Homens, Mulheres, Crianças e Novas Mídias

Novas tecnologias, novas mídias. Novas humanidades. Como sempre, aliás.
por Daniel Pizza

Choveu. Muito. E ainda chove, pouco. Nada que consiga piorar o caos do trânsito do Rio, que saiu do caos-alegre dos cariocas para o caos-caótico que só vejo em São Paulo em seus piores dias. Túneis fechados são o mínimo. Pior é que todos os carros estavam indo para onde eu queria ir, e havia ido sempre, sem tanta companhia. Perdi o vôo das 21h, que deveria me fazer dormir em casa e estou, às 2h do dia seguinte, esperando — num Galeão vazio de serviços, onde nem água se vende a esta hora — esperando meu novo vôo das 3:25h, que já me disseram que só sairá às 6h, se sair. Mas a última consideração é minha, ninguém me disse. Nem dirá. Desinformação é a norma.

Estranhamente, estou em paz. Combinação do que Padma Samten me fez aprender em alguns poucos encontros, quando tratávamos de coisas sobre as quais não temos nenhum controle (choveu, o avião não pôde voar de X para Y antes e só vai chegar aqui às 5:20h… fazer o quê?), com o sentimento de aprendizado e gratidão por ter participado de um debate na Academia Brasileira de Letras, sobre “O Homem e as Novas Mídias”. O acadêmico Arnaldo Niskier fez a exposição inicial e os comentários foram de Marcos Troyjo, Mônica Dias Pinto e Regina Casé, além de mim mesmo.

O homem e as mulheres e as crianças sempre estiveram e viveram em eras de novas tecnologias, que habilitaram, por sua vez, novas mídias. As tecnologias da TV criam as possibilidades de uma mídia que nos acostumamos a chamar de… TV, e que Niskier, olhando para a proximidade da TV digital no Brasil, entende que vai — ou poderia, muito provavelmente — revolucionar a televisão em Pindorama. Sei não.

O que define os usos sociais de uma tecnologia qualquer não são suas possibilidades intrínsecas, mas os modelos de negócio ao seu redor. No caso do Brasil, tomamos decisões, lá atrás, quando da escolha do que vamos querer da TV digital, que visam manter os modelos de negócio praticados desde os primórdios da TV analógica. Imaginar que a tecnologia, por si só, vire o mercado de cabeça para baixo, quando ela continuará fechada e limitada nas mãos de poucos… não é exatamente um bom sinal de revoluções à vista.

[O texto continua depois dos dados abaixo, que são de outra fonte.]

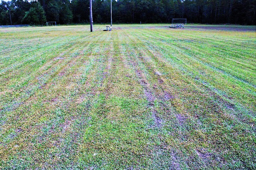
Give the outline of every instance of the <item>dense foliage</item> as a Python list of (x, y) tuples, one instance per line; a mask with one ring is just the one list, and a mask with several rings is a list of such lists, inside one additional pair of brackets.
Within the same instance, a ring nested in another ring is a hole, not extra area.
[[(110, 22), (110, 0), (93, 1), (95, 23)], [(12, 0), (0, 4), (0, 24), (87, 22), (89, 0)], [(255, 24), (256, 0), (113, 0), (116, 23), (188, 22)], [(46, 19), (46, 20), (45, 20)]]

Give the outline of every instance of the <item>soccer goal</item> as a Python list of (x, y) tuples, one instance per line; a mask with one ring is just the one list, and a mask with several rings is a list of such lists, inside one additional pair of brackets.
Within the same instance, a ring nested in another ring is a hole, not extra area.
[(56, 24), (56, 22), (46, 22), (46, 26), (56, 26), (57, 25)]
[(170, 28), (184, 28), (184, 25), (187, 23), (187, 19), (184, 18), (174, 18), (172, 20), (172, 25)]

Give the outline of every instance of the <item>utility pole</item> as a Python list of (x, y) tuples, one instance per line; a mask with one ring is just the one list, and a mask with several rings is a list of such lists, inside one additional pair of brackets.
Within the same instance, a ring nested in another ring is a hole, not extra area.
[(110, 16), (111, 25), (112, 27), (112, 0), (110, 0)]
[(91, 0), (90, 0), (90, 23), (91, 25), (91, 32), (93, 31), (93, 5)]

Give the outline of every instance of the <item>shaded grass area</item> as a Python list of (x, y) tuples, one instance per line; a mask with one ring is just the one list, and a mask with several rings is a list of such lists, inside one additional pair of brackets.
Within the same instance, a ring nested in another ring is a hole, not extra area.
[(167, 26), (0, 30), (0, 167), (256, 168), (253, 27)]

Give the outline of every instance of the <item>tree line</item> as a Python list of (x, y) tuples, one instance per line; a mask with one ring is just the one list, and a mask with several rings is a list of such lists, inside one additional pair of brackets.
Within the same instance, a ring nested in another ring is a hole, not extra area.
[[(0, 25), (89, 22), (89, 0), (12, 0), (0, 4)], [(93, 0), (95, 23), (110, 22), (110, 0)], [(256, 24), (256, 0), (113, 0), (114, 23)]]

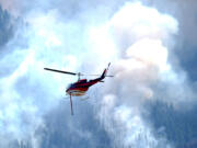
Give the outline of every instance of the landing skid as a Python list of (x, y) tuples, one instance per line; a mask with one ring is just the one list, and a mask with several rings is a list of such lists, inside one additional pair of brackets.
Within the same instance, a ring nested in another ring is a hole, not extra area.
[[(74, 96), (74, 98), (76, 98), (76, 96)], [(85, 101), (85, 100), (90, 99), (89, 96), (84, 96), (84, 98), (78, 96), (78, 98), (81, 98), (80, 101)], [(73, 109), (72, 109), (72, 94), (70, 94), (69, 96), (63, 98), (63, 99), (66, 99), (66, 100), (70, 99), (70, 110), (71, 110), (71, 115), (73, 115)]]

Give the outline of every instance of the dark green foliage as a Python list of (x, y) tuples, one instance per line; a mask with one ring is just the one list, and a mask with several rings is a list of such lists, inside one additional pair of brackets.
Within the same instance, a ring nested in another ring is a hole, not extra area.
[(149, 110), (148, 117), (157, 134), (160, 134), (159, 129), (163, 127), (166, 138), (178, 148), (187, 148), (188, 145), (197, 147), (197, 107), (182, 111), (158, 101), (151, 103)]

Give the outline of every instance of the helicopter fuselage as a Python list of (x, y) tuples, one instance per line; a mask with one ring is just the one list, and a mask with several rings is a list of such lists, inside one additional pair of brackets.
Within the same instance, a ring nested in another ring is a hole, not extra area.
[(102, 82), (102, 79), (104, 78), (97, 78), (88, 81), (86, 79), (81, 79), (74, 83), (71, 83), (68, 89), (66, 90), (66, 93), (72, 96), (82, 96), (85, 94), (85, 92), (89, 90), (89, 88), (97, 82)]

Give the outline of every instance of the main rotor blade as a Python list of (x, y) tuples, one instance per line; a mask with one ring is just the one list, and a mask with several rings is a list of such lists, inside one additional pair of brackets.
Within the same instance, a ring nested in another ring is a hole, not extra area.
[(44, 69), (45, 70), (49, 70), (49, 71), (54, 71), (54, 72), (68, 73), (68, 75), (77, 75), (74, 72), (62, 71), (62, 70), (51, 69), (51, 68), (44, 68)]
[[(101, 75), (83, 75), (83, 76), (97, 76), (97, 77), (100, 77)], [(105, 77), (114, 77), (114, 76), (107, 75), (107, 76), (105, 76)]]

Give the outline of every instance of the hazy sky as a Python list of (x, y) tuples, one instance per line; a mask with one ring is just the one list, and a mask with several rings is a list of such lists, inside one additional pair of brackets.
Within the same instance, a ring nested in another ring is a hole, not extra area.
[[(195, 0), (0, 0), (11, 18), (0, 47), (0, 147), (173, 148), (157, 137), (147, 102), (196, 104)], [(9, 32), (10, 31), (10, 32)], [(53, 67), (102, 73), (90, 100), (63, 100), (77, 78)], [(24, 144), (22, 144), (22, 141)]]

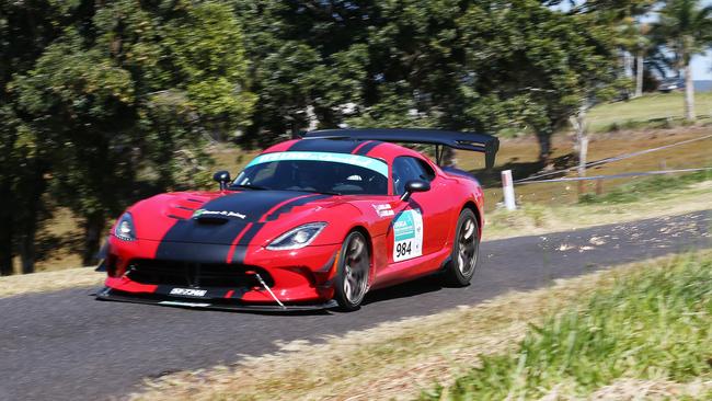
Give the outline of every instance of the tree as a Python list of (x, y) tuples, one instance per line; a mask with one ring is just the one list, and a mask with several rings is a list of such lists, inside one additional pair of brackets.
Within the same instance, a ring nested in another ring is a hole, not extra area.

A provocação de Niskier gerou um belo debate sobre centro, periferia e inclusão (digital ou não), concluído brilhantemente por Regina Casé descrevendo o que ela tem visto e ouvido mundo afora. Partindo do seu avô, entregador de rádios (os aparelhos, grandes, de outrora… a nova tecnologia da época) que originou gerações de “midiáticos” até o fantástico caso do lugar mais remoto do mundo (pelo menos para ela), nos confins de Moçambique, onde nem português se falava.

Achando que havia encontrado um lugar realmente remoto, Regina começa a filmar a rotina da tribo local, até que um celular começa a tocar e a senhora que lhe parecia mais rude e hostil do pedaço atende a chamada e desfia um rosário interminável de conversa… e estraga para sempre o barato de filmar “o lugar mais remoto do mundo”.

O mundo — quase todo — está se incluindo rapidamente nas novas tecnologias que, por sua vez, habilitam novas mídias e modos de comunicação. Que falta gente, falta. Mas o problema é muito menor do que nós, que temos muito — e tudo, às vezes — costumamos pensar.

Douglas Adams, do Guia do Mochileiro das Galáxias, costumava dizer que “tudo o que já existe no mundo quando nascemos é normal. O que acontece até completarmos trinta anos é inovador, instigante e, com sorte, é capaz de fazermos uma carreira nisso. E tudo o que rola depois dos nossos trinta anos é o fim do mundo”.

Enquanto pensamos — pelo menos os mais velhos — que as “novas mídias” possam ser um problema, o mundo, principalmente seus jovens, descobrem muito rapidamente que elas são, na verdade, solução… para problemas com os quais nem sonhamos.

Como usar Google para verificar a ortografia do português, problema que por sinal poderia ser muito melhor resolvido usando o Vocabulário Ortográfico da Língua Portuguesa , da Academia, que tem 360 mil vocábulos, referência oficial de como deveríamos, se soubéssemos, escrever a língua de Machado de Assis e Ariano Suassuna.